Now with the last in a series of asset disposals about to take place--the $4.4 billion sale of DuPont's Invista textiles business to Koch Industries should close early next year--Holliday last week unveiled $900 million in personnel and cost cuts calculated to spur growth and make DuPont's name once again synonymous with the latest in science and technology.

"We have a lot of change ahead of us--difficult, trying, yet ultimately gratifying change," said Holliday to the media.

Such change has come before, as Holliday has transformed DuPont from a $45 billion per year oil and chemical giant in 1997 to a $20 billion specialty house today. In 1999, it cut 1,400 jobs and 3% of its capacity in its polyester fiber business to save $90 million. In early 2001, the company eliminated 5,300 jobs to save $400 million in payroll costs and shut down noncompetitive assets, mostly in the U.S. and Europe.

This round again will include job cuts. Holliday won't put any numbers on jobs to be eliminated until first-quarter 2004 results are released in April. However, analyst Frank J. Mitsch of Fulcrum Global Partners says he believes that more than 2,500 positions are in jeopardy.

DuPont will take four broad steps--three involving cutbacks and the fourth dependent on expansions--to help increase global competitiveness, cope with high energy costs, and shift toward serving emerging economies. As expected, the firm will save $200 million by 2005 through cost reductions from the agreed-upon sale of Invista.

Consolidations of infrastructure, including staff functions, support services, and manufacturing operations, will help DuPont realize an additional $500 million in savings. Product line consolidations by at least 20% to improve margins will yield an additional $200 million.

The fourth step commits DuPont to put more people and manufacturing units in emerging markets such as China, Holliday said. "We need more technical service people there, and we need to do more marketing in the outer provinces," he said.

Holliday said DuPont is counting on research--for example, work that allows separation of carbon nanotubes according to electronic properties--to help the firm achieve its 6% annual revenue growth target.

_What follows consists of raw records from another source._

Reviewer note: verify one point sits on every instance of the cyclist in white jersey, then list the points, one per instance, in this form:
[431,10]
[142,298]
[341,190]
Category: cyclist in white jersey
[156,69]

At an investor conference last week, Holliday said that while the firm budgeted 55% of its R&D spending of more than $1 billion in 2003 to advance new product lines--up from 40% in 2000--rather than support existing lines, its goal was to put 65% of research dollars in innovation efforts by 2005. U.S. patent filings, which were declining at the firm, are up 20%--to about 1,080--through the third quarter of 2003 versus the same period in 2002.

"We must differentiate our products with science," Holliday said. The firm will even seek "technology developments that give us a razor-thin edge. We can get paid for that," he said.